Like many other women-run businesses in the neighborhood, Kirsten Schofield found Norton Commons to be a welcoming, supportive, entrepreneurial community perfect to launch her new shop. Schofield and mother Stacia O’Sullivan opened Underpinnings in November 2018.
One of the newest additions to the new urban village community, Underpinnings is Louisville’s only “lingerie boutique,” stocking over 195 different sizes, said Schofield, creative director for the store and a fourth-generation shopkeeper.
For Underpinnings, “empowering women is at the core of our mission, both in terms of people who purchase from us, and work for us,” said Schofield. “Making sure we have an environment that uplifts women is important to us.”
For Karista Hannah, a long-time interior designer and Norton Commons resident, taking her home business to a brick and mortar made sense as her business grew. Hannah opened Set the Stage in 2011, a full-service interior design firm offering consultations as well as in-store items like rugs, furniture, accessories, artwork, pillows and anything for the home.
She moved her business to Norton Commons two years ago when she won Best Interior Designer at Home-a-Rama two years in a row and her business boomed. “I went from part-time to 60 hours a week,” said Hannah. Set the Stage now has three full-time designers and three other staff positions – all women.
“Women are becoming more independent,” said Hannah. “Nowadays, we’re not afraid of anything.”
Marybeth Crouch agrees. The owner of Draped in Style, a custom window treatments business, lived above her business for a year until her house was built in 2014.
Crouch, whose previous career included owning dental-related businesses, started the design business out of her home in 2005. After losing her husband in 2012, she decided to relocate her home and business to Norton Commons. The vibrant social community there provided emotional support for Crouch as well.
Crouch, 69 and her co-owner, daughter Vanessa Yates, 35, decided on the Norton Commons location after seeing on television that the YMCA was opening a branch there. “We just looked at each other and said, ‘That’s it.’” As a long-time entrepreneur, Crouch’s advice to other women is “Don’t be afraid, go after your heart and find a good mentor.”

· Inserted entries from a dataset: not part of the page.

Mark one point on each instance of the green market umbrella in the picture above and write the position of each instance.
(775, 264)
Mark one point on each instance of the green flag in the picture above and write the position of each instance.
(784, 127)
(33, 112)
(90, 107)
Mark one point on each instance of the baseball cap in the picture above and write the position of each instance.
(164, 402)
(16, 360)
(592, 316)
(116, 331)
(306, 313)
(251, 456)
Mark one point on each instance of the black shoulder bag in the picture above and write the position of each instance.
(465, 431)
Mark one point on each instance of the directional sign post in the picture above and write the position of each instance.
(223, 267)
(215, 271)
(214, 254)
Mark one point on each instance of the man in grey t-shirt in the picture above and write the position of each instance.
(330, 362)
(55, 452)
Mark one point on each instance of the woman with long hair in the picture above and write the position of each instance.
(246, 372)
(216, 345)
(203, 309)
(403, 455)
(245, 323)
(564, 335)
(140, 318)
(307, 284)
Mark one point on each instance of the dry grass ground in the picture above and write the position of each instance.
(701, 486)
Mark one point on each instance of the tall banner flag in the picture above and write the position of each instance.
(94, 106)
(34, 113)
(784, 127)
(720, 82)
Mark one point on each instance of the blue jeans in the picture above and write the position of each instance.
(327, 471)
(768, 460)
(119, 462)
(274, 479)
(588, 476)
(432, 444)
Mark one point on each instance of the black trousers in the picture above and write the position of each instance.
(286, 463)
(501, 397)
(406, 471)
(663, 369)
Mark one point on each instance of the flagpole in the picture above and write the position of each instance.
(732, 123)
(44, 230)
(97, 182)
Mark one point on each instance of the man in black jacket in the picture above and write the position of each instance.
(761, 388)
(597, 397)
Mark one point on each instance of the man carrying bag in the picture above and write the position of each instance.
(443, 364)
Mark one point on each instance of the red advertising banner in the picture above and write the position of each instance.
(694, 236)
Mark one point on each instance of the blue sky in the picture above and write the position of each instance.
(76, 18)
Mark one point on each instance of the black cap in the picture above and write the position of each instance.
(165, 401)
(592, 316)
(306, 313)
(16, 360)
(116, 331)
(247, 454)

Tami Cassis had that very philosophy when she opened Cassis Dermatology in Norton Commons 11 years ago. “As a woman entrepreneur, you do experience so many challenges and roadblocks,” said Cassis. “But I just always knew myself the best and when someone tried to stop me, I wasn’t going to let that happen. People underestimate you and that is your biggest weapon.”
Though Cassis didn’t plan it this way, all of her immediate board-certified staff are women. “I have had a very supportive experience at Norton Commons, but Cassis Dermatology is supportive of fellow businesses, too, male or female. I am a big believer in you get what you give,” she said. “It’s so very important for everyone to remember to support local business,” said Cassis. “It is what makes Louisville and Norton Commons fantastic places.”
Like many other women business owners at Norton Commons, running Chateau Bourbon Bed and Breakfast is a second career for Missy Hillock, a psychologist. Hillock speaks from experience about pursuing her dream.
“I had this whole professional life and I loved it, but as I got older, I began to realize what natural gifts I have, and what I enjoy doing that just makes me happy. Women are insightful. We enjoy getting to know ourselves as we evolve with every year and we might change careers a few times because women are complex and have so many different interests. We are becoming more fearless, trusting our instincts, knowing what we’ve got to offer and following that.”
Caryn Kovatch feels like the universe aligned when she bought Fix Coffeehouse and Bakery from former owners of Meeting Street Coffeehouse in 2016. “I met with them with no intention to buy, and they shared the ins and outs of the business with me. It wasn’t something I had ever done before, but I couldn’t stand the thought of the neighborhood not having a coffee house. I’ve always had an entrepreneurial mind, wanting to do something of my own that is creative – this feeds that need for me,” she said.
A native of New York, Kovatch recently learned of her strong Italian ancestry– her grandparents owned a bakery in Italy – so it made sense for her to buy Fix, she said.
“The entrepreneurial community at Norton Commons was outstanding,” she said. “I was instantly welcome and a part of something like a family. They want you to succeed and you have the support of the whole neighborhood behind you.”
Kovatch said she encourages women-owned businesses to consider Norton Commons.
“Our neighborhood is doubling in size with new homes, schools, places to eat. The Norton Commons Business Association encourages creativity. They really want to be a neighborhood that’s a destination – where everyone wants to go, or visit or live. The future of it is still growing. It’s the place to be.”